SpaceX Falcon 9 launch from Cape Canaveral

CAPE CANAVERAL — SpaceX had already proven it could launch cargo to the International Space Station.

On Tuesday, the company achieved another milestone when its upgraded Falcon 9 rocket deployed its first commercial communications satellite into an orbit high above Earth, 33 minutes after a beautiful twilight liftoff from Cape Canaveral Air Force Station.

It was the third attempt in nine days to launch the broadcasting satellite for Luxembourg-based SES, one of the world’s largest satellite operators, but ultimately it signaled SpaceX’s readiness to take on a $2.4 billion market dominated by international competitors.

“The successful insertion of the SES-8 satellite confirms the upgraded Falcon 9 launch vehicle delivers to the industry’s highest performance standards,” SpaceX CEO Elon Musk said in a statement.

Earlier Tuesday, Musk had thanked SES for taking a chance on the Falcon 9, which had launched six times before but only once in its new configuration with more powerful engines and a 43-foot payload fairing.
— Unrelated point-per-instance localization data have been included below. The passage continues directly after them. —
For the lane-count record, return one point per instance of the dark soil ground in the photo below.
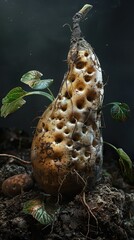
(107, 214)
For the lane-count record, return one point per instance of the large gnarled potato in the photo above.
(67, 146)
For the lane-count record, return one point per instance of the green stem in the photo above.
(51, 93)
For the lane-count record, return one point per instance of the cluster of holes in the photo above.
(70, 143)
(68, 95)
(60, 125)
(72, 78)
(90, 70)
(95, 142)
(80, 64)
(87, 78)
(66, 131)
(80, 103)
(76, 137)
(58, 138)
(64, 107)
(74, 154)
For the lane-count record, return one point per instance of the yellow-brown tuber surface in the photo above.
(67, 146)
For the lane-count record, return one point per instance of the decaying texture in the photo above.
(67, 146)
(16, 184)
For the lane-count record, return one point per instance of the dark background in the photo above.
(32, 36)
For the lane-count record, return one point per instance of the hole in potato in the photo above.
(72, 78)
(80, 103)
(60, 125)
(76, 137)
(64, 107)
(80, 64)
(74, 154)
(87, 78)
(99, 85)
(90, 70)
(91, 95)
(69, 143)
(68, 95)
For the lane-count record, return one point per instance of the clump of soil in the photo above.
(106, 212)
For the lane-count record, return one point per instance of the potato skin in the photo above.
(66, 151)
(14, 185)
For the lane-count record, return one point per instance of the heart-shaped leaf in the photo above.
(13, 101)
(32, 79)
(120, 111)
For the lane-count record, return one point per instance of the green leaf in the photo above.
(32, 79)
(120, 111)
(37, 209)
(12, 101)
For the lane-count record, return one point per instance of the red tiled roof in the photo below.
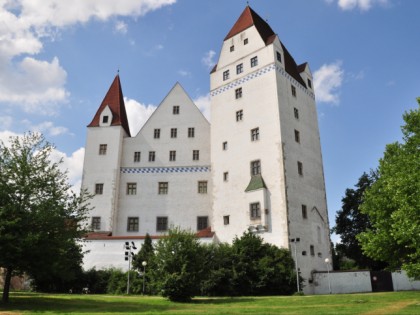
(115, 100)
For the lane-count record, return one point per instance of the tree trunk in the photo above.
(6, 288)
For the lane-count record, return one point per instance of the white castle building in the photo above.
(257, 167)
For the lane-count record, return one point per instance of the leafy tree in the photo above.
(178, 265)
(350, 221)
(41, 220)
(393, 202)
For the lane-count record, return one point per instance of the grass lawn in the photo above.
(366, 303)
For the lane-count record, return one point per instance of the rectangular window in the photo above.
(202, 187)
(132, 224)
(304, 212)
(255, 167)
(255, 134)
(225, 75)
(161, 224)
(278, 56)
(300, 168)
(297, 136)
(225, 176)
(239, 68)
(226, 220)
(163, 188)
(172, 155)
(131, 188)
(96, 223)
(293, 90)
(202, 223)
(102, 149)
(255, 211)
(238, 93)
(99, 189)
(239, 115)
(156, 134)
(254, 61)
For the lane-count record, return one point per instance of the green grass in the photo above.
(367, 303)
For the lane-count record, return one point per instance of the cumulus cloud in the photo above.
(363, 5)
(26, 24)
(327, 81)
(137, 114)
(208, 59)
(203, 103)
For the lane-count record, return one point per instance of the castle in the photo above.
(257, 167)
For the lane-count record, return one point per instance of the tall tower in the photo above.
(101, 172)
(266, 158)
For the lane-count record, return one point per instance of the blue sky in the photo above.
(58, 58)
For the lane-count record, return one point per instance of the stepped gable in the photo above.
(115, 100)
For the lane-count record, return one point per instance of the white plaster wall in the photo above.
(342, 282)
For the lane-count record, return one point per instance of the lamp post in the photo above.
(294, 241)
(144, 264)
(327, 262)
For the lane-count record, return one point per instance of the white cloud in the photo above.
(363, 5)
(137, 114)
(203, 103)
(208, 59)
(26, 24)
(327, 81)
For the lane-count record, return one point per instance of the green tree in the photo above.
(178, 265)
(41, 220)
(393, 202)
(350, 221)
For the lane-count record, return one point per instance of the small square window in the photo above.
(161, 224)
(239, 68)
(297, 136)
(255, 210)
(172, 156)
(254, 61)
(225, 176)
(225, 75)
(102, 149)
(132, 224)
(255, 134)
(99, 189)
(202, 187)
(226, 220)
(293, 90)
(304, 212)
(239, 115)
(163, 188)
(131, 188)
(202, 223)
(96, 223)
(300, 168)
(156, 134)
(238, 93)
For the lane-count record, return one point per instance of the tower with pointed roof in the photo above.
(267, 170)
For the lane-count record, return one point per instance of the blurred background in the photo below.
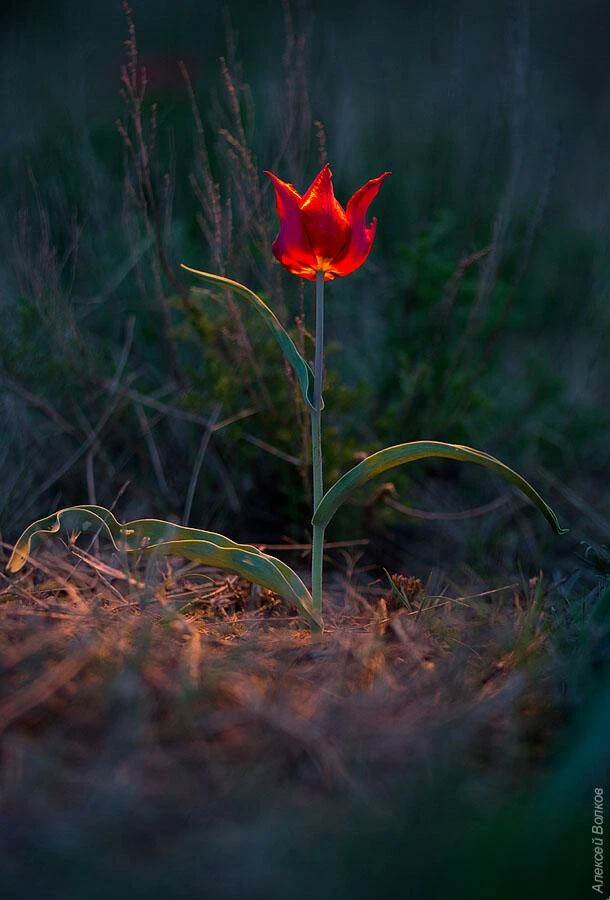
(481, 316)
(134, 140)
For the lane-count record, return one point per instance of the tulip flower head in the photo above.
(316, 234)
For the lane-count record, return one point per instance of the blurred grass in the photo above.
(479, 318)
(482, 316)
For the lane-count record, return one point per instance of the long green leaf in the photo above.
(301, 368)
(401, 454)
(155, 535)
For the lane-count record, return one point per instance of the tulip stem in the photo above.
(317, 550)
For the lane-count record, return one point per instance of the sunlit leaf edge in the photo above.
(300, 366)
(148, 535)
(400, 454)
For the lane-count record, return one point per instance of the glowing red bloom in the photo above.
(316, 233)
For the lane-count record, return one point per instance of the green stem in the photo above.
(317, 550)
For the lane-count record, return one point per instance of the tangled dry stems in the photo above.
(158, 676)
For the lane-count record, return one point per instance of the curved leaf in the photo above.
(155, 535)
(301, 368)
(401, 454)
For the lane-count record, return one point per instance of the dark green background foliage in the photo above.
(481, 317)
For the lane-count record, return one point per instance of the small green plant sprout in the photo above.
(318, 240)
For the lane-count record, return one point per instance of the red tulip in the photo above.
(317, 234)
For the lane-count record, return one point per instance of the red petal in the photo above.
(324, 219)
(292, 246)
(362, 235)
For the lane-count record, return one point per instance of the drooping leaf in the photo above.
(401, 454)
(155, 535)
(301, 368)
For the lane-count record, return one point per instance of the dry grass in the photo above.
(182, 664)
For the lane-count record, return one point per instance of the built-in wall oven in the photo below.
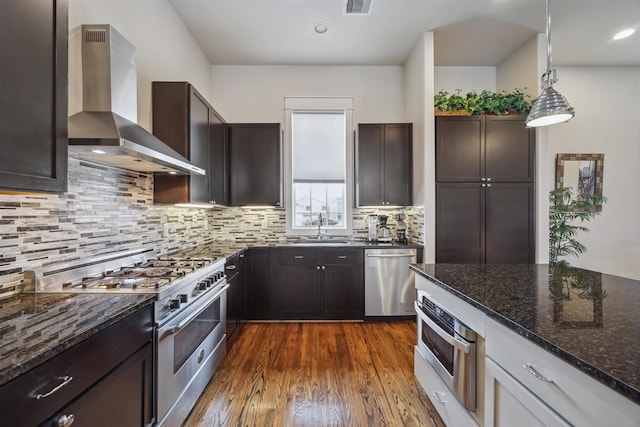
(449, 347)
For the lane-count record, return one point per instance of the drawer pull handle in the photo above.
(438, 395)
(66, 420)
(537, 374)
(65, 380)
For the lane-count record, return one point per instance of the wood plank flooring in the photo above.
(317, 374)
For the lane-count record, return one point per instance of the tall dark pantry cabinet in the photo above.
(484, 190)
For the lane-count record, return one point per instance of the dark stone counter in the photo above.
(591, 320)
(34, 327)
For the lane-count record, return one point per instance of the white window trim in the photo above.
(318, 104)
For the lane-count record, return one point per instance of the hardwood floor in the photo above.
(317, 374)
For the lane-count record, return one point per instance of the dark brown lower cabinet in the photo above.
(305, 284)
(105, 380)
(258, 284)
(115, 400)
(478, 223)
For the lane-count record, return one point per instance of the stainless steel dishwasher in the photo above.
(389, 282)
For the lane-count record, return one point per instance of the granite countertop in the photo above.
(589, 319)
(227, 249)
(34, 327)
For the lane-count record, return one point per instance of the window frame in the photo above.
(319, 105)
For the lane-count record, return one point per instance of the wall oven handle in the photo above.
(188, 319)
(453, 340)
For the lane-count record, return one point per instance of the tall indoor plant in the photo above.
(564, 211)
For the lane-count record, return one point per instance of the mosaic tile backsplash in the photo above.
(108, 210)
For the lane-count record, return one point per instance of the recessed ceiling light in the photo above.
(624, 34)
(321, 28)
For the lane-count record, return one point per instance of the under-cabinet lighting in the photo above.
(257, 207)
(194, 205)
(624, 34)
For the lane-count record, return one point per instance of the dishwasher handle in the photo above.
(391, 255)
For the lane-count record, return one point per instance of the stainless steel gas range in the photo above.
(190, 314)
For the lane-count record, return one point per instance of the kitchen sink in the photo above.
(320, 242)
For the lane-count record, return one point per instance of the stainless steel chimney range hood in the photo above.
(106, 131)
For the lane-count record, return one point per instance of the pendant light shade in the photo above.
(551, 107)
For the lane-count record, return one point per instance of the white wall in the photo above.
(419, 90)
(165, 50)
(256, 93)
(607, 121)
(519, 70)
(464, 78)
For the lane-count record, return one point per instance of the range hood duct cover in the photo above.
(106, 131)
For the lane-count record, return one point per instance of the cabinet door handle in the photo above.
(65, 380)
(438, 395)
(66, 420)
(537, 374)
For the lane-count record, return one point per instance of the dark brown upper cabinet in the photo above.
(485, 190)
(33, 104)
(184, 120)
(484, 148)
(384, 165)
(255, 172)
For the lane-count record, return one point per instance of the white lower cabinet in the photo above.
(451, 411)
(519, 371)
(508, 403)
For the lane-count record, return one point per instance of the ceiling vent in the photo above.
(357, 7)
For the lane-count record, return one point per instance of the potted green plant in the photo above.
(485, 102)
(564, 211)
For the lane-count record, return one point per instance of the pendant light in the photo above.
(551, 107)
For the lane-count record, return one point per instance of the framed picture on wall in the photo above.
(582, 173)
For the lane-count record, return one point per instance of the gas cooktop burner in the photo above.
(150, 274)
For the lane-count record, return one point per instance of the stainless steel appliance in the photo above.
(388, 282)
(106, 131)
(190, 314)
(449, 347)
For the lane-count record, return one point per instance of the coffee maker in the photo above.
(384, 235)
(401, 229)
(373, 228)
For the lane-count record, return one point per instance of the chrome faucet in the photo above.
(320, 220)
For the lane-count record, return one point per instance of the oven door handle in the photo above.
(188, 319)
(453, 340)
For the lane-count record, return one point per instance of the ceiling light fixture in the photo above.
(624, 34)
(551, 107)
(320, 28)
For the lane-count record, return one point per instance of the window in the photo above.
(318, 159)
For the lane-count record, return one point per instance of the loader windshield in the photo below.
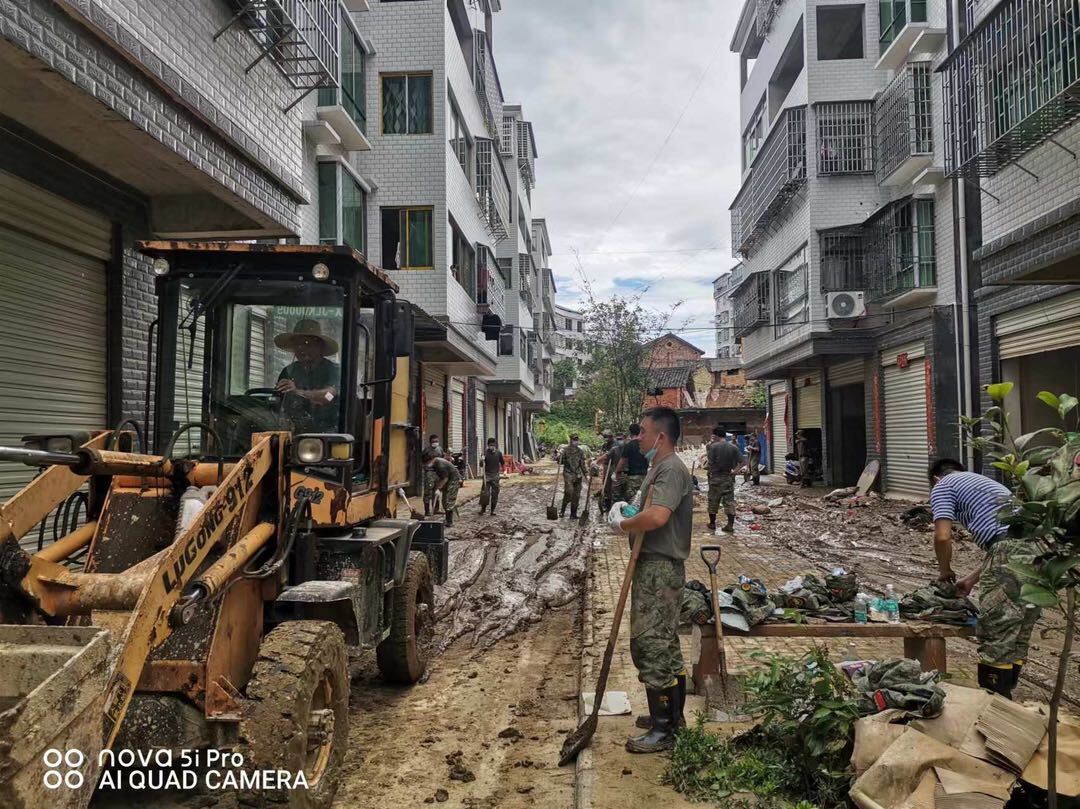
(251, 354)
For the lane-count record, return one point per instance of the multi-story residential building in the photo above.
(445, 190)
(844, 223)
(727, 346)
(1012, 139)
(123, 120)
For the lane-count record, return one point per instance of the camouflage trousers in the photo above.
(571, 489)
(655, 602)
(721, 489)
(493, 490)
(429, 489)
(1004, 621)
(626, 487)
(450, 495)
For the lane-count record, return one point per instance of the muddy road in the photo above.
(485, 729)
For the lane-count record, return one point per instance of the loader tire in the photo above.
(403, 656)
(297, 713)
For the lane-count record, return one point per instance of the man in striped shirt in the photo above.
(1004, 621)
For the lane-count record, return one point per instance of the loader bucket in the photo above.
(52, 695)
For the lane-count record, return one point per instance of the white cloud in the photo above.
(603, 82)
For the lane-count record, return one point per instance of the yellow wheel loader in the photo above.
(234, 547)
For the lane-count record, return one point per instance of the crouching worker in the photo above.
(657, 587)
(1004, 621)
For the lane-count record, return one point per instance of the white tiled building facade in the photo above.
(872, 260)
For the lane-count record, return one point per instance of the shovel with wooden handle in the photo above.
(580, 738)
(552, 511)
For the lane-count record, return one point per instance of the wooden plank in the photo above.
(854, 630)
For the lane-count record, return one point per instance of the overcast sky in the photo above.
(604, 81)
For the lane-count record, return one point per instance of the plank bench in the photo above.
(922, 642)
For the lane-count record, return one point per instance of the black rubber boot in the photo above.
(661, 735)
(993, 678)
(645, 720)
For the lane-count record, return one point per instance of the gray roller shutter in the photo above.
(808, 412)
(52, 319)
(905, 430)
(846, 373)
(778, 412)
(1048, 325)
(457, 441)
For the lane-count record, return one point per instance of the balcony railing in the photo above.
(1011, 84)
(845, 143)
(752, 305)
(486, 84)
(778, 173)
(900, 248)
(904, 134)
(842, 259)
(895, 15)
(490, 285)
(299, 37)
(493, 190)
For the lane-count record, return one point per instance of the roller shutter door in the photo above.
(1048, 325)
(457, 440)
(848, 373)
(905, 429)
(52, 319)
(778, 413)
(808, 413)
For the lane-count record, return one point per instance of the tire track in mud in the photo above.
(507, 570)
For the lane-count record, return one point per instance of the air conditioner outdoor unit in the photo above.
(846, 305)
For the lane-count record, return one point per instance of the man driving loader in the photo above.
(310, 382)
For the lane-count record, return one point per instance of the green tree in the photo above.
(1042, 469)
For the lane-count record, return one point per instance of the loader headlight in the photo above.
(331, 449)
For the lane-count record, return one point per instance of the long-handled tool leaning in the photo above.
(580, 738)
(712, 563)
(552, 511)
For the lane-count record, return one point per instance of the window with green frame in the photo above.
(407, 239)
(342, 210)
(351, 93)
(407, 104)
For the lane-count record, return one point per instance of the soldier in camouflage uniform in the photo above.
(632, 468)
(447, 481)
(659, 578)
(724, 458)
(1004, 621)
(574, 471)
(430, 453)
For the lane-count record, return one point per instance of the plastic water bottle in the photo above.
(891, 605)
(861, 608)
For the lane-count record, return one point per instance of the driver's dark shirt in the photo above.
(323, 374)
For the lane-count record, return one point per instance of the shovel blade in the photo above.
(578, 741)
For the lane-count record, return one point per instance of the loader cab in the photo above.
(259, 338)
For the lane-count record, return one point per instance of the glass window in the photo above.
(407, 104)
(407, 239)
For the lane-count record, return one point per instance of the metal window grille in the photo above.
(900, 247)
(1011, 84)
(300, 37)
(777, 176)
(752, 305)
(493, 190)
(845, 143)
(842, 259)
(903, 119)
About two-thirds of SpaceX’s 50 contracted launches are for commercial customers, but the Falcon 9 had not yet placed a large communications satellite more than 22,000 miles over the equator where many of them operate.

 

Martin Halliwell, the chief technology officer for SES, had said a successful mission would “shake the industry to its roots,” with other satellite operators and launch providers watching closely to see if SpaceX could deliver on its promise.

It did.

The 224-foot Falcon 9 rumbled off its Launch Complex 40 pad with 1.3 million pounds of thrust on time at 5:41 p.m.

Technical problems had stalled two attempts last week, after which SpaceX cleaned and replaced some parts of the rocket’s nine first-stage Merlin 1D engines.

As the rocket climbed into clear skies, fading sunlight illuminated its twisting exhaust plume in orange and white, and the rocket appeared to leave a wake high above the Atlantic.

Observers could see the booster and payload fairing fall away.